Nella riscoperta degli oggetti nuovi retro, c’è la lavatrice semplice e tradizionale nel funzionamento della IT wash, ma anche la riedizione di oggetti cult, come la Fiat 500, la Vespa, il disco di vinile, ecc., per i quali, inoltre, esiste anche un florido mercato di oggetti vintage (prodotti nel passato). Per questi oggetti, funziona il ricordo, una loro appartenenza alla vita quotidiana del consumismo della “prima ora” dei prodotti industriali. Gli oggetti cult del passato sono riproposti in chiave post-moderna: forme del passato ibridate con tecnologie d’oggi. Nel caso della lavatrice ibrida della It wash, c’è però qualcosa di diverso, al di là della parziale ibridazione tra tradizione - sinonimo di qualità, semplicità- e modernità tecnologica – anche come tecnica di qualità e di funzionamento-.
Suona diversa la riproposizione del modello verticale dell’organizzazione produttiva per garantire la qualità di materiali e dei componenti, totalmente made in Italy. Diverso è anche il pubblico dei consumatori, una quantità non trascurabile, che subisce il fascino rassicurante dell’oggetto già familiare, quindi, semplice da usare. Le tecnologie del passato le conosciamo, quelle nuove sono troppo “immateriali” per essere apprezzate in modo da suscitare il tecno-entusiasmo della totalità dei consumatori.

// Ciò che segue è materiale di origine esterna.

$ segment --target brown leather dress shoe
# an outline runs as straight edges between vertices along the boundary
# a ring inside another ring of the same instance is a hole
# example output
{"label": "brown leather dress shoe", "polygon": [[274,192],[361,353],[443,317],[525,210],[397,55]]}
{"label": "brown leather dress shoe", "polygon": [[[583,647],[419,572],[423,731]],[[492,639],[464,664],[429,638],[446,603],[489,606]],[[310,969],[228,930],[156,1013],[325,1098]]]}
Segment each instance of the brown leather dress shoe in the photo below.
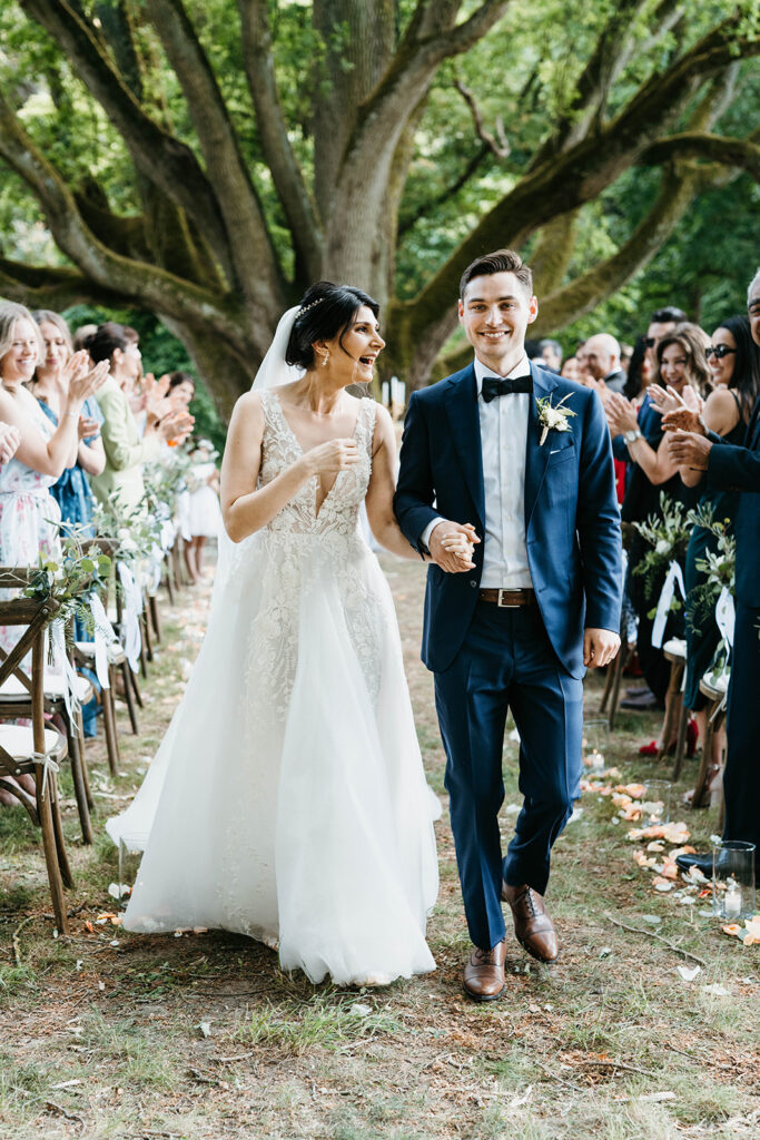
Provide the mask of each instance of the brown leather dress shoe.
{"label": "brown leather dress shoe", "polygon": [[559,943],[554,923],[546,913],[544,896],[526,883],[509,887],[501,883],[501,897],[512,907],[517,942],[539,962],[555,962]]}
{"label": "brown leather dress shoe", "polygon": [[465,993],[473,1001],[495,1001],[504,993],[504,960],[507,944],[502,938],[493,950],[477,946],[465,966]]}

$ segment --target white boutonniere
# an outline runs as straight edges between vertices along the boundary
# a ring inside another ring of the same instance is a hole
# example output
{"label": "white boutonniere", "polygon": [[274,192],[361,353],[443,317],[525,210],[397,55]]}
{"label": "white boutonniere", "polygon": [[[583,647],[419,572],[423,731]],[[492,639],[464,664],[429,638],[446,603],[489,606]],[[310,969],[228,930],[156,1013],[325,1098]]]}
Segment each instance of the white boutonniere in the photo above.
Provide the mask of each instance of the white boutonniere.
{"label": "white boutonniere", "polygon": [[541,438],[538,441],[539,447],[544,447],[546,443],[546,437],[550,431],[570,431],[570,417],[578,415],[572,408],[563,408],[565,400],[569,400],[572,392],[567,392],[565,397],[555,407],[551,404],[551,397],[545,396],[541,400],[536,401],[536,407],[538,409],[538,422],[542,427]]}

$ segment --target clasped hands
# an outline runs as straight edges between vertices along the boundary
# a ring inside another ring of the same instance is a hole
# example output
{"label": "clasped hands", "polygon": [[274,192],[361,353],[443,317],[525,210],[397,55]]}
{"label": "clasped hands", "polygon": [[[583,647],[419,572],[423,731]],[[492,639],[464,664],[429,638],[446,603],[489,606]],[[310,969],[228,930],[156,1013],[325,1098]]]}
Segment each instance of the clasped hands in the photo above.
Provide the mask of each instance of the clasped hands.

Esiste una nicchia di mercato, tutt’altro che irrilevante, che ritiene che il meglio del passato sia preferibile a un prodotto innovativo, se si prospetta troppo sofisticato. L’ampiezza di questa nicchia di mercato dipende fortemente dal contesto. Se un paese ha ancora qualche milione di casalinghe, avrà pur sempre una presenza in casa in grado di girare una manopola con semplicità. In tal caso, tecnologie sofisticate, come un robotline domestico, potrebbero essere anch’esse destinate a un mercato di nicchia, di single newyorkesi o milanesi, per intenderci.
Dopo un anno e mezzo trascorso in Asia, io stesso devo contabilizzare che nelle mie quattro diverse residenze, ho avuto ben tre volte a che fare con una lavatrice semi-automatica (due cestelli): per i consumatori medi indiani è ancora uno standard, anche perché la tradizione delle grandi lavanderie collettive, con lavaggio a mano (dà lavoro a centinaia di migliaia di indiani) è ancora quella che produce il miglior bucato a basso costo. La tecnologia non sempre appare opportuna ai consumatori.
Mentre infuria la domotica e si crea un overload di opportunità di nuovo funzionamento, il caso It Wash ci rammenta che la transizione alla casa del futuro avrà un ritmo differito.